Deploying Kubernetes on a private cloud environment like VMware vSphere or OpenStack is great for developer innovation speed, security, and to ensure compliance. But be careful. Changing credentials (password) of the user that deployed the cluster may have unexpected consequences!
Suddenly, your Kubernetes Deployments stop deploying Pods, as the ReplicaSets don’t seem to work anymore. Your API master responds to all your read (kubectl get pods) and delete (kubectl delete pod xyz) operations. And you can even delete and create new Deployments, except neither you via kubectl nor your Controllers can create new Pods. It’s like the Master is just not responding to those APIs. And no (seemingly relevant) Events are created either to help you troubleshoot!
In desperation, you may try to reboot your master(s). When the server comes back online, all you find is that your kubelet process is constantly restarting, and never reaches the point where it can listen to incoming requests.
Locating the root cause
With a Kubernetes Master that is not coming up, all you can do is SSH into the server and start poking around. Your first attempt is of course to see if the kubelet is running. And it might show up in ps aux, but only for a short instant (it restarts really quickly, though). So your best bet is then to view its logs, which on a systemd OS means journalctl -u kubelet (you can add -b to only show the entries since the last reboot).
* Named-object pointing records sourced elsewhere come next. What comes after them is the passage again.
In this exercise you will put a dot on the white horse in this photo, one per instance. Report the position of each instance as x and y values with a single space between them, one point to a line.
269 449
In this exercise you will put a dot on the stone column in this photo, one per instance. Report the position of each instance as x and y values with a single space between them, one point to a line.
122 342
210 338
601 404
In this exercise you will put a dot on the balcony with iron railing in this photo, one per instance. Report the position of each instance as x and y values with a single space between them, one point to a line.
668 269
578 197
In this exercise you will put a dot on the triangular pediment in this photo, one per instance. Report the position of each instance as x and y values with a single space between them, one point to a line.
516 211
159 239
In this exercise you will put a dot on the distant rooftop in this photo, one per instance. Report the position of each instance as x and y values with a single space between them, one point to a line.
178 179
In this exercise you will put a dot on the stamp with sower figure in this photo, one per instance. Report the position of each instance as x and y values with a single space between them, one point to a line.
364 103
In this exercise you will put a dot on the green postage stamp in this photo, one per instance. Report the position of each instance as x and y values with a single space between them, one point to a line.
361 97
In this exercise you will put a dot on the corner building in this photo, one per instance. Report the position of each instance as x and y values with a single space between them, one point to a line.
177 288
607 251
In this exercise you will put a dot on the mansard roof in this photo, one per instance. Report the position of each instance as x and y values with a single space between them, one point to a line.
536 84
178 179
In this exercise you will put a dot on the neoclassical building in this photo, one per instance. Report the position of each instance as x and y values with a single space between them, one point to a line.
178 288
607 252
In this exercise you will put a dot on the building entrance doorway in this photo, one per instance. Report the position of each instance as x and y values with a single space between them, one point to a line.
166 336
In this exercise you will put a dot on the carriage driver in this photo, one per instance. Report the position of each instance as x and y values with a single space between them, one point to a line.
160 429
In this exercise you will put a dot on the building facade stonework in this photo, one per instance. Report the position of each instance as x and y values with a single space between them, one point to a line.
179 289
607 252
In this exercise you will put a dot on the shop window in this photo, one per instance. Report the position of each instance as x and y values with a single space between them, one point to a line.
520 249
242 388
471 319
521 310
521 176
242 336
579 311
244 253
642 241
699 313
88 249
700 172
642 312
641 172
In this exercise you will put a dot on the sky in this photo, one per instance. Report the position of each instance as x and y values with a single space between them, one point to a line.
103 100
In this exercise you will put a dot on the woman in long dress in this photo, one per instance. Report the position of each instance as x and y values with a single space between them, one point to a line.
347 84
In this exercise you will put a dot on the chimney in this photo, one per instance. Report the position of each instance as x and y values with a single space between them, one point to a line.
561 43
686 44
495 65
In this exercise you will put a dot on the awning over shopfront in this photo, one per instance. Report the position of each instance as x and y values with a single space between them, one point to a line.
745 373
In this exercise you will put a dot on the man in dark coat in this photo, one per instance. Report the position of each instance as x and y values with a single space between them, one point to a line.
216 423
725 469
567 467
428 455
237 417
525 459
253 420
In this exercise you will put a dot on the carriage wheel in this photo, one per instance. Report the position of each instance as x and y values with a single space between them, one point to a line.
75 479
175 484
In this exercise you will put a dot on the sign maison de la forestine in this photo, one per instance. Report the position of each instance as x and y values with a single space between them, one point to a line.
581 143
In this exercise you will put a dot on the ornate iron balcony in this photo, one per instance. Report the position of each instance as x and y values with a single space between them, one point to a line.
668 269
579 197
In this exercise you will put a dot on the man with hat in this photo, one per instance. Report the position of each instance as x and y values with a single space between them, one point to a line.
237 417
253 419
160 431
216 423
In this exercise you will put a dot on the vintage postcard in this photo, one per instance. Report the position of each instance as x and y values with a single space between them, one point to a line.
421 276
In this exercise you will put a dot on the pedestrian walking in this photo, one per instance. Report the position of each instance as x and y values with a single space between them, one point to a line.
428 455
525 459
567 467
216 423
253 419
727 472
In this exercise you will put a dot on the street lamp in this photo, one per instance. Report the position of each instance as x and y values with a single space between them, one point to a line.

The logs show that the service is restarting constantly.
…and that there seems to be an issue with the credentials.
Credentials for your private cloud
When you deploy Kubernetes using e.g. kubespray, the credentials you use to interact with your private cloud provider are stored on the master nodes. This is because Kubernetes needs to use them to request Persistent Volumes, Load Balancers, and so forth.
So it is obvious that private cloud credentials are needed. And, should you change your credentials due to a password rotation policy that dictates such changes, it is also obvious that the masters cannot make API calls using the old credentials anymore.
What is less obvious is why the master failed in the way it did. Further investigation is needed!
Interesting questions regarding credentials
Some interesting avenues to explore would be:
- Since it worked to create and delete Deployments, does it mean that only etcd access is needed to carry out those tasks? Pod deployment failed, so does it require interacting with the private cloud for some reason? Does the scheduler need to determine some status about the nodes, and uses the private cloud API to do so?
- Why did the master API process not crash hard during runtime when the credentials were wrong due to the change? The API server refuses to start up if the credentials are wrong, so should the entire process not fail loudly if errors of this type appear during runtime?
- Where, if anywhere, are the Events that one could use to determine that this error has occurred? The Deployments did not report any error Event.
Mitigation and lessons learned
To fix this issue, the mitigation/solution is simple. Locate the file that holds the credentials for your private cloud, and update it (most likely called /etc/kubernetes/cloud_config if you used kubespray).
When we install private cloud Compliant Kubernetes clusters for our clients, we always ask that they make a service account for deploying the cluster. Service accounts are not personal accounts, and their permissions can therefore be highly limited. This also makes it possible for our clients to use their existing LDAP to manage permissions. Thankfully, the error described here in this blog post was discovered during internal testing, where one of our engineers had used their own credentials for a personal sandbox cluster.
The lessons to learn here is that:
- Service accounts should always be used, even for sandbox testing.
- System administrators must be aware that Kubernetes can start to behave strangely if the password is rotated for a service account. And that they need to log in to the master and update the file where it is stored. And that the kubelet process must be restarted.
- Kubernetes masters apparently use the private cloud credentials in unexpected ways and for tasks that we did not foresee. As it seems that neither did the developers, we are happy that we employ so many skilled engineers that know how to troubleshoot in a Kubernetes-based environment! (As an aside: getting your team with Kubernetes Certified Administrator training is worth it in the long run!)
So, with all that out of the way, who wants to take a deep dive into the Kubernetes source code and find out why the system behaved like it did and answer the questions from above?